Despite the massive address space, subnetting is still crucial in IPv6 for several reasons:
- Hierarchical Addressing: Subnetting allows for a logical and hierarchical organization of networks, making routing more efficient and manageable.
- Network Segmentation: It helps in segmenting large networks into smaller, more manageable parts, improving security, performance, and troubleshooting.
- Delegation: ISPs and organizations can delegate smaller blocks of addresses to customers or departments, maintaining a structured address plan.
- Security: Isolating different network segments can limit the scope of security breaches.
Key Differences from IPv4 Subnetting
While the core concept of dividing a network into smaller subnets remains, IPv6 subnetting has some notable differences:
- Address Length: IPv6 addresses are 128 bits long, compared to IPv4's 32 bits.
- No Broadcast Address: IPv6 does not use broadcast addresses. Instead, it uses multicast for one-to-many communication and anycast for one-to-nearest communication.
- Number of Hosts: The number of addresses in an IPv6 subnet is astronomically large. A typical /64 subnet, commonly used for individual links, contains 2^64 addresses. This means there's no practical concern about running out of host addresses within a subnet.
- Common Prefix Lengths:
- /128: A single host address.
- /64: The standard prefix length for a single link or subnet. It provides enough addresses for Stateless Address Autoconfiguration (SLAAC) and future expansion.
- /48: Often assigned to an end-site (e.g., a company or large organization) by an ISP, allowing for 2^16 (65,536) /64 subnets within that site.
- /56: A smaller block for residential or small business customers, allowing for 2^8 (256) /64 subnets.
- Interface ID: The last 64 bits of an IPv6 address typically form the Interface ID, which uniquely identifies an interface on a link.
How the Calculator Works
This IPv6 Subnet Calculator takes an IPv6 address and a prefix length as input. It then performs the following calculations:
- Parses the IPv6 Address: It expands any shorthand notation (like
::) to the full 128-bit representation.
- Converts to BigInt: The 128-bit address is converted into a JavaScript BigInt for precise mathematical operations.
- Calculates Network Address: It applies the given prefix length to determine the network portion of the address, effectively zeroing out the host bits.
- Determines Number of Addresses: Calculates 2^(128 – prefix length) to find the total number of addresses within that subnet.
- Identifies First and Last Host Addresses: For IPv6, the network address itself is typically considered the first usable address.
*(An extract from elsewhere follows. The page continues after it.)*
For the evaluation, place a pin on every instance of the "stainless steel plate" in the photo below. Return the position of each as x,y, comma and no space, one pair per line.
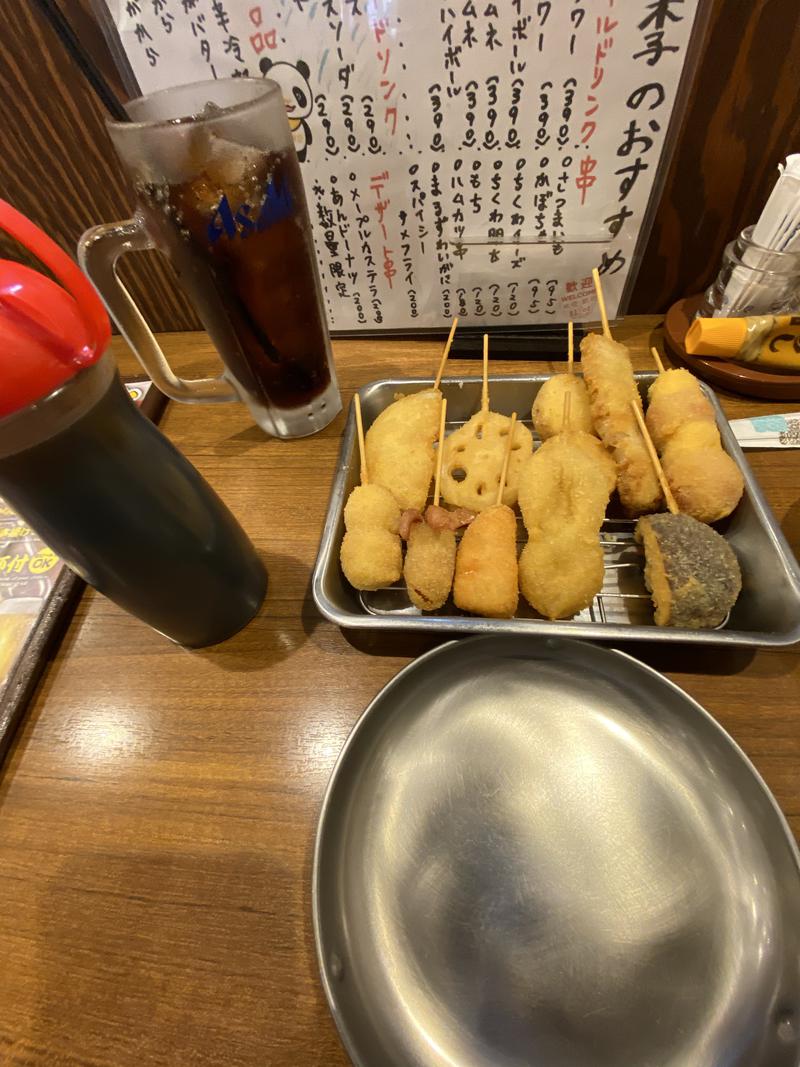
543,853
767,611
The last host address is the highest address in the subnet range.
- Calculates Next Subnet Address: This helps in planning contiguous address blocks.
Example Usage:
Let's say you have been assigned the IPv6 block 2001:db8:abcd::/48 and you want to create a /64 subnet for a specific LAN segment.
Input:
- IPv6 Address:
2001:db8:abcd:1:: (an address within your /48 block)
- Prefix Length:
64
Output (example):
- Network Address:
2001:db8:abcd:1::/64
- Prefix Length:
64
- Number of Addresses: 18,446,744,073,709,551,616 (2^64)
- First Host Address:
2001:db8:abcd:1::
- Last Host Address:
2001:db8:abcd:1:ffff:ffff:ffff:ffff
- Next Subnet Address:
2001:db8:abcd:2::/64
This calculator helps network administrators and engineers efficiently plan and manage their IPv6 address space.